No Sam's Today
Feisty neighborhood group wins hearing over Sam's Club at Cityplace Dallas
The Sam's Club that was planned for Cityplace in Dallas got a kick in the knees when a judge found that the neighbors did not receive proper notice.
At a hearing on November 28, Judge Mike O'Neill ruled in favor of the East Village Association, finding that the zoning ordinance allowing Trammell Crow to develop big-box retail was void as a matter of law for failure to provide notice to the residents of the nature of the zoning change.
The East Village Association (EVA) is a neighborhood group formed to stop Trammell Crow Co. from building the 150,000-square-foot megastore in Dallas.

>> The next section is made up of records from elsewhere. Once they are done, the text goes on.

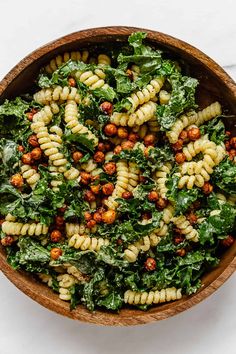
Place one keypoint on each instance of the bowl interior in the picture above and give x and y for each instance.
(214, 85)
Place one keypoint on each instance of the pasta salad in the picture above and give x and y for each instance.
(116, 188)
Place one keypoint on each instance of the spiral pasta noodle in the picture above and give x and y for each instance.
(56, 62)
(31, 176)
(85, 242)
(18, 228)
(198, 119)
(152, 297)
(143, 114)
(58, 93)
(186, 228)
(71, 118)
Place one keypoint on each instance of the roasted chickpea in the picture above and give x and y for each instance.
(180, 157)
(7, 241)
(110, 168)
(97, 217)
(108, 188)
(122, 133)
(21, 148)
(72, 82)
(55, 253)
(59, 221)
(56, 236)
(91, 223)
(161, 203)
(133, 137)
(228, 241)
(33, 140)
(127, 195)
(194, 134)
(36, 154)
(127, 145)
(89, 196)
(178, 145)
(181, 252)
(153, 196)
(150, 264)
(109, 216)
(106, 107)
(207, 188)
(99, 157)
(233, 142)
(101, 147)
(85, 177)
(77, 156)
(95, 188)
(27, 158)
(149, 139)
(117, 150)
(17, 180)
(110, 129)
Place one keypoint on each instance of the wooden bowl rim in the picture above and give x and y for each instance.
(126, 317)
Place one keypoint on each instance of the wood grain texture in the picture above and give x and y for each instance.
(214, 84)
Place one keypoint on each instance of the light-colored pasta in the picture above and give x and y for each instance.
(30, 175)
(152, 297)
(18, 228)
(84, 242)
(56, 62)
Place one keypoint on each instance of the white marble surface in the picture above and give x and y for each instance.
(25, 326)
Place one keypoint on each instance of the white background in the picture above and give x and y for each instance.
(25, 326)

The focus of the hearing was on whether the city of Dallas had given residents in the neighborhood sufficient notice. The judge said that the city had not.
Andy Ryan and Anthony Ricciardelli, two of two lawyers representing EVA, issued a statement, saying that "the notice provided by the City to the affected residents was insufficient as a matter of law. As a result, the City of Dallas’s ordinance must be treated as though it were never enacted."
Ryan called it a victory for the citizens of Dallas — "not just those who live in the East Dallas neighborhood where this was being planned, but for anyone affected by a zoning change by the city," he said.
The neighborhood group has scored a series of victories in its struggle to stop the proposed Sam's Club from being built. Trammell Crow first bought 17 acres of land at US Highway 75 and Haskell Avenue in 2013. It had plans for a complex called the East Village, with a large Sam’s Club store in the center.
"We are thrilled that the Court looked past the fact that the City of Dallas is one of the largest and most powerful municipalities in the United States," said Ryan and Ricciardelli in their statement. "Instead, the Court ruled that the City of Dallas failed its residents by sending vague and defective notices. And we are gratified that Trammell Crow’s primary argument – that it should win because it has invested $50 million on the faulty assumption that the ordinance was valid – fell on deaf ears."
The neighborhood group also took issue with Trammell Crow's statement that it was the only party "with skin in this game."
"This statement is not only untrue, it is offensive," Ryan said. "The residents of East Dallas and the members of the East Village Association have skin in this game. Their homes are in this game. Their families are in this game. Their lives are in this game. And no company, no matter how powerful or wealthy, can deprive the citizens of Dallas of their democratic right to participate in the zoning process."
Ryan and other attendees at the hearing speculated that Trammell Crow would probably appeal the decision.
"At the hearing, Trammell Crow's representation said that, over the last two years, they've spent $50 million on buying the property, maintenance, and legal fees," Ryan says. "Appeals could go for a couple of years. You don't know when they'll say enough is enough."